09 Aug 2025
I've been getting a lot of cheevos on RetroAchievements, and working on making some too!

If you haven’t heard of them before, RetroAchievements is a site which you can hook up various emulators to for their achievement service. While playing your legally backed-up games you can earn community-made achievements like beating the game, or beating the game but never losing a life. You can either earn softcore achivements which let you use save states, or hardcore achievements which forbid the use of save states and other emulator features. There’s also leaderboards for competitive play so you can fight over high scores or fastest times.
I’ve been going through achievement sets for a bunch of games I grew up with, and even mastered a few sets! But now I wanted to try more, so I dove into making an achievement set for Orb-3D. It’s a game form Hi-Tech Expressions that came out on NES long long ago, and I had it growing up but never had any manuals or 3D glasses that came with it.
I’ve been experimenting with NES development, and one thing that I’ve gotten familiar with is digging around in RAM to see what some values are. I’ve been keeping code notes of the various stuff in Orb-3D, like the two ranges of memory used as the field grid (one for whether there’s an object, another for the object’s type) or whether there’s a second ship chasing or helping the first orb. Using this I’ve implemented rich presence that shows what level you’re on, your score, and whether you got one or two orbs.
The easy part of the set that I’m writing is the progression badges. When you clear level 5, level 10, etc. The fun bit is writing level-specific challenges. One of them, you’ll have to hit a bunch of shields from behind to clear them without ever flipping them over. That takes a good amount of memory checking to ensure that no shields on the grid get flipped. Another involves getting a strike on bowling pins on your first try. Little fun things along the way. There’s also a few challenge run achievements like never missing an Orb with your paddles, or never going to Vern’s.

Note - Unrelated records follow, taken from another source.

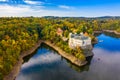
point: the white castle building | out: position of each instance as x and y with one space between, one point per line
79 40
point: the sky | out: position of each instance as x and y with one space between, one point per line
61 8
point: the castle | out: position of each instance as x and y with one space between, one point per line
79 40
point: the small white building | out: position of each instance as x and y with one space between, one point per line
79 40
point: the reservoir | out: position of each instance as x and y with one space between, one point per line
47 64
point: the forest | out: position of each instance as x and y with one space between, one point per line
20 34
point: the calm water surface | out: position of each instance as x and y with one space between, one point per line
46 64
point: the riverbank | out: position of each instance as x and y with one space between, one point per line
16 68
112 31
73 59
70 57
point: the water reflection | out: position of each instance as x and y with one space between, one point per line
46 64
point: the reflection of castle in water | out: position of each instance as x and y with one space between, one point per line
82 68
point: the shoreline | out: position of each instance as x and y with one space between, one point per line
112 31
16 68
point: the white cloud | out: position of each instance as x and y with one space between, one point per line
65 7
32 2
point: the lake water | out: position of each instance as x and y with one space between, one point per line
47 64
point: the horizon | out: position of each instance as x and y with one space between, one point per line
63 8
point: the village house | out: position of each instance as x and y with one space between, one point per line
79 40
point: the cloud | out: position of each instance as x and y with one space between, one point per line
65 7
32 2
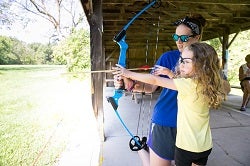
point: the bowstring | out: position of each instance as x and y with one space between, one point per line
144 114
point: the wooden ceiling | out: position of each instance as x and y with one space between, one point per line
155 24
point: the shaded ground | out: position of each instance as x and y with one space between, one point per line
230 130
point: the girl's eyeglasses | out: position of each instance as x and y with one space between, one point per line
183 38
185 60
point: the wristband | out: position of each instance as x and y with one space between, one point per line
133 86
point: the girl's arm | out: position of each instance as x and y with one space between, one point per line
147 78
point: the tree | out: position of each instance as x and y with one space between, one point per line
74 51
64 15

Part of working on this also involves decompiling the NES ROM using Ghidra (and a hell of a lot of code decompiling assist from Xkeeper, thank you!) and working out what all the live memory addresses being used are, then saving those in the Code Notes for future reference. The more code notes, the easier it’ll be to maintain the achivement set in the future. Documentation is important!
Yes it is, and if code sickos shit is your shit, look into RetroAchievement development. It’s a load of fun digging around in the guts of an old game and finding how it worked. If you don’t want to get that wild, there’s a large amount of achievements on so many systems to play that you will never run out of achievements to earn. There’s even a random set option to find something new to play.